Saturday, 20 August 2011

Visit to a hop farm

I visited the hop garden at Northiam Dairy farm on Friday. The guy showing us round said there are only 50 hop farms left in Britain which is a little disturbing. I blame the big brewers wanting higher alpha varieties (so less hops need to be used) and lowering the hop rates in their beers. And of course mainly making lager with foreign hops.

As a traditional brewer (or should that be innovative craft brewer?) I use a lot of English hops. And a lot of foreign hops in that traditional innovative way.

I managed to fulfill a long held ambition of seeing a male hop plant. Hops are dioecious having both male and female plants. In England both sexes are planted so the flowers produced are seeded. The hops are all grown from cuttings though, so why do they plant both sexes? They only plant females on the continent. I'd already heard fertilised flowers are less susceptible to mildew but the hop farmer pointed out that seeded hops also weigh more which means he has a bigger crop to sell.

The male flowers are the small ones in the middle of this picture.

It was interesting to see how the different hop varieties were doing. As each hop variety is essentially a clone of an individual plant the only genetic variation is between varieties. There's no doubt that lack of genetic variation leads to disease susceptibility in a population as one of the varieties he was growing was definitely having a hard time. But on the plus side another was thriving.

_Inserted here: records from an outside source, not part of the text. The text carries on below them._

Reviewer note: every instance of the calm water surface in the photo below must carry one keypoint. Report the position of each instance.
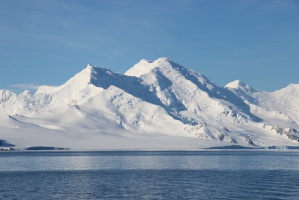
(150, 175)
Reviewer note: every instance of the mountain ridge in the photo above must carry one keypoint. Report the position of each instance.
(152, 99)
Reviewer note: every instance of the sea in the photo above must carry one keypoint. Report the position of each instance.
(206, 174)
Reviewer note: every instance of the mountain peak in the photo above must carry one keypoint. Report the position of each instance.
(145, 66)
(241, 86)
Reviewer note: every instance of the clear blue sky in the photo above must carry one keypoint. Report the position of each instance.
(46, 42)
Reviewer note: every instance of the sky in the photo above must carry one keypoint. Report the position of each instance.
(47, 42)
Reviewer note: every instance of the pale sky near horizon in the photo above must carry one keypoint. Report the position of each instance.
(46, 42)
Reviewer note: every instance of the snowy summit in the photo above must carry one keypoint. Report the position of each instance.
(154, 105)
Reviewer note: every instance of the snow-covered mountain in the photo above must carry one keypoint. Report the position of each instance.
(154, 105)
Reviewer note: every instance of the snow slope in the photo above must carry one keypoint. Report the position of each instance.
(154, 105)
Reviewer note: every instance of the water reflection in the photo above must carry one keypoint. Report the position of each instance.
(49, 161)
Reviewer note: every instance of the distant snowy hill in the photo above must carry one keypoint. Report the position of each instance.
(154, 105)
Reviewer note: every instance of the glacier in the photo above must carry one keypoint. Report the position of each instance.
(154, 105)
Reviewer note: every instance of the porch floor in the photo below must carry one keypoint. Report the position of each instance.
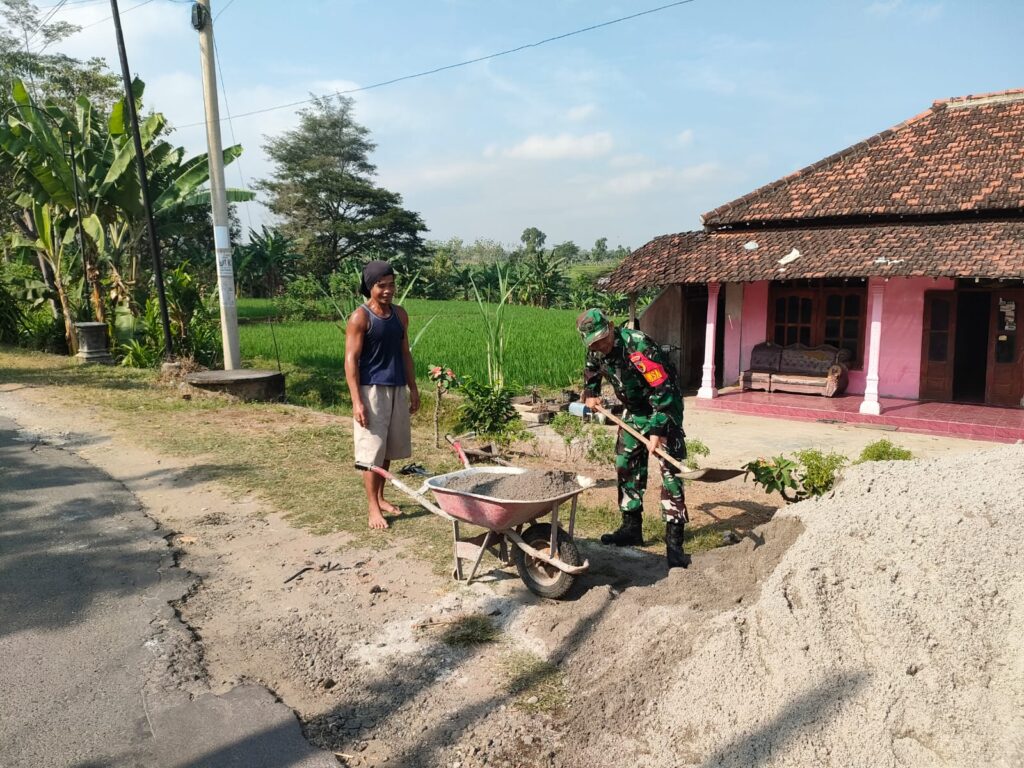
(952, 419)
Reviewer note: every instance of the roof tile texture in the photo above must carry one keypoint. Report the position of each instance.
(976, 249)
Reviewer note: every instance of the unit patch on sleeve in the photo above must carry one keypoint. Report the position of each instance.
(653, 373)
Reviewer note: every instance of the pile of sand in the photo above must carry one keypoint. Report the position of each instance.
(890, 634)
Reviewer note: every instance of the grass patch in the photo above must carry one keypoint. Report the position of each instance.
(537, 684)
(473, 629)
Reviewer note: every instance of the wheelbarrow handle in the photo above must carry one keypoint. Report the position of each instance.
(375, 469)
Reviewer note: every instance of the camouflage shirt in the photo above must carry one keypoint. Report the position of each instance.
(643, 380)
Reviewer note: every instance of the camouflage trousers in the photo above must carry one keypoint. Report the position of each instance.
(631, 469)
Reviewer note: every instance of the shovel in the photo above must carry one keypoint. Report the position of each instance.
(705, 475)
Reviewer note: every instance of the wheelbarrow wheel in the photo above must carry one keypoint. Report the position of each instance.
(541, 578)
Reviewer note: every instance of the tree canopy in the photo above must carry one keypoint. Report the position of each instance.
(323, 188)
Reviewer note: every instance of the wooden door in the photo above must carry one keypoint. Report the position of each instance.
(1006, 349)
(937, 345)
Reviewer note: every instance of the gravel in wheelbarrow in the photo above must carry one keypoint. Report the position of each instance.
(531, 485)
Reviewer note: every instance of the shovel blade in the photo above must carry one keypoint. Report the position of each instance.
(711, 474)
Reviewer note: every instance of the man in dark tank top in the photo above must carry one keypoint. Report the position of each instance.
(379, 370)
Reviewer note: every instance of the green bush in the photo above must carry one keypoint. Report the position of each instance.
(814, 473)
(487, 411)
(601, 445)
(41, 331)
(695, 448)
(883, 451)
(10, 316)
(301, 300)
(819, 469)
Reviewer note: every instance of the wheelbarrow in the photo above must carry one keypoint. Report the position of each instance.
(544, 553)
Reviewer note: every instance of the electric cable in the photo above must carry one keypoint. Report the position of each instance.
(230, 125)
(453, 66)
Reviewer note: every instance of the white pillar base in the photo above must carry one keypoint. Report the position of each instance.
(870, 408)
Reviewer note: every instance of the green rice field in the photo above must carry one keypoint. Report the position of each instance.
(543, 348)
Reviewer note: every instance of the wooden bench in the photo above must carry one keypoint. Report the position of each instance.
(821, 370)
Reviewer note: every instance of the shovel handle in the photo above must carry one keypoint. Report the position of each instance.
(660, 453)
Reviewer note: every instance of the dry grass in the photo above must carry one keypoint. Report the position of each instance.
(298, 460)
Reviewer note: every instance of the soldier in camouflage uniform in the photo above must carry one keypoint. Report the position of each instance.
(644, 381)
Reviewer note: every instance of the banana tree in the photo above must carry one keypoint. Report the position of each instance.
(112, 210)
(51, 241)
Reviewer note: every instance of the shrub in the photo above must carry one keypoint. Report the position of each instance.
(601, 445)
(695, 448)
(883, 451)
(814, 473)
(572, 431)
(40, 330)
(301, 299)
(10, 316)
(487, 410)
(818, 472)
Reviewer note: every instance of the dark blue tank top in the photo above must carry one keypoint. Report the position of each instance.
(381, 359)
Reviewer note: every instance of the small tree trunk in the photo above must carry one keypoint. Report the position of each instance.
(70, 336)
(437, 419)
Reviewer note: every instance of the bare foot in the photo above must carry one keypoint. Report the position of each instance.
(388, 507)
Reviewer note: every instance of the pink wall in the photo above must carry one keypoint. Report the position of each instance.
(902, 315)
(753, 321)
(902, 325)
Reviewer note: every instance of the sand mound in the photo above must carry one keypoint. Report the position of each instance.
(889, 635)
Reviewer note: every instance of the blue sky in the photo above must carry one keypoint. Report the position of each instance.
(629, 131)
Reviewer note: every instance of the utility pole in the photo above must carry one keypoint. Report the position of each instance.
(203, 23)
(158, 267)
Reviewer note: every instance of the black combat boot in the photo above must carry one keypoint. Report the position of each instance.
(674, 546)
(630, 534)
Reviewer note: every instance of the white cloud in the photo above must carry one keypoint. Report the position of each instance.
(923, 11)
(562, 146)
(628, 161)
(583, 112)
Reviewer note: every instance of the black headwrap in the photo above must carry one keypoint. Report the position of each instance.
(372, 272)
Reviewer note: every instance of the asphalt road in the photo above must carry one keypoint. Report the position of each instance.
(95, 668)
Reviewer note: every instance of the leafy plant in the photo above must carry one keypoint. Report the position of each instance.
(443, 379)
(813, 473)
(819, 470)
(10, 315)
(571, 429)
(883, 451)
(495, 330)
(695, 448)
(600, 445)
(300, 300)
(487, 410)
(777, 475)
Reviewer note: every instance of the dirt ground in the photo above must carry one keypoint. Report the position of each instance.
(353, 638)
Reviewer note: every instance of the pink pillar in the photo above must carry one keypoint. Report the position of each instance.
(870, 402)
(708, 390)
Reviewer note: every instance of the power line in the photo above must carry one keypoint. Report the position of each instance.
(230, 124)
(42, 25)
(104, 18)
(454, 66)
(226, 6)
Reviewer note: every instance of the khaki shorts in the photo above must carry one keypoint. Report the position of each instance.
(387, 434)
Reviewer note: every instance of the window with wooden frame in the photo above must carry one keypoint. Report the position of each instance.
(820, 312)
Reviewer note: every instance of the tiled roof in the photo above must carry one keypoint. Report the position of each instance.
(974, 249)
(964, 155)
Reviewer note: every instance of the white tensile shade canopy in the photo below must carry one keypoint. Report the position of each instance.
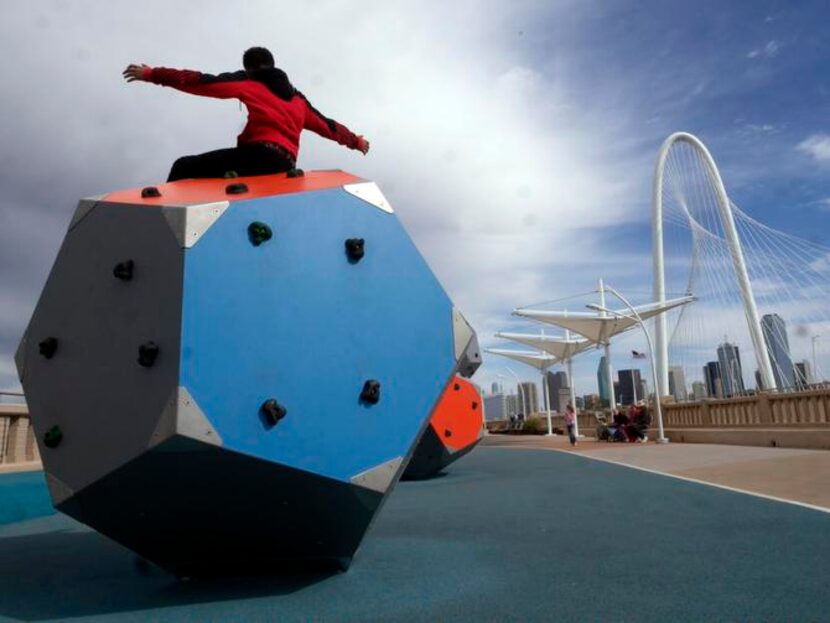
(540, 361)
(597, 326)
(562, 348)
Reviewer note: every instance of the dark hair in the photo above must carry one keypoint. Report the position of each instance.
(257, 58)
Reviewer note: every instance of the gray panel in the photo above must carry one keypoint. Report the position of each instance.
(189, 223)
(182, 416)
(467, 353)
(85, 206)
(20, 356)
(105, 403)
(378, 478)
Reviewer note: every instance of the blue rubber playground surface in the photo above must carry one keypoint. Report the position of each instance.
(505, 535)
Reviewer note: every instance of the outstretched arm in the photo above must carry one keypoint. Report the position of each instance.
(330, 129)
(194, 82)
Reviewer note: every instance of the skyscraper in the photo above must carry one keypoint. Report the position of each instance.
(732, 377)
(630, 386)
(528, 398)
(712, 377)
(559, 389)
(602, 381)
(778, 347)
(677, 384)
(803, 375)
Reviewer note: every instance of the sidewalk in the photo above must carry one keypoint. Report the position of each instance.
(801, 476)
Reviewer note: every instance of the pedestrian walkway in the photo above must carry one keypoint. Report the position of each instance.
(506, 535)
(801, 476)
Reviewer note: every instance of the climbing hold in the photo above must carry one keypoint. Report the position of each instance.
(147, 354)
(48, 347)
(272, 412)
(52, 437)
(124, 270)
(258, 233)
(236, 189)
(371, 392)
(355, 249)
(150, 191)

The Sovereign hops were looking lush so we're going to make a beer with them using fresh green hops as soon as they're harvested in early September.

What to call it though? Green hops, the Sovereign variety, and as a traditional innovative brewer I'll want the beer to be hop forward so probably an IPA. Green Sovereign IPA anyone? I can't see any problems with that name and it will surely prove popular.


  1. It's definitely great to see the vibrant coloured cones on the plant itself. I've only ever brewed with dried hops myself, so good luck with the green ones.

    As for the name, I hope the name doesn't make some drinkers think the new brew will actually be green, like some I've had the misfortune of coming across, at beer festivals in the past.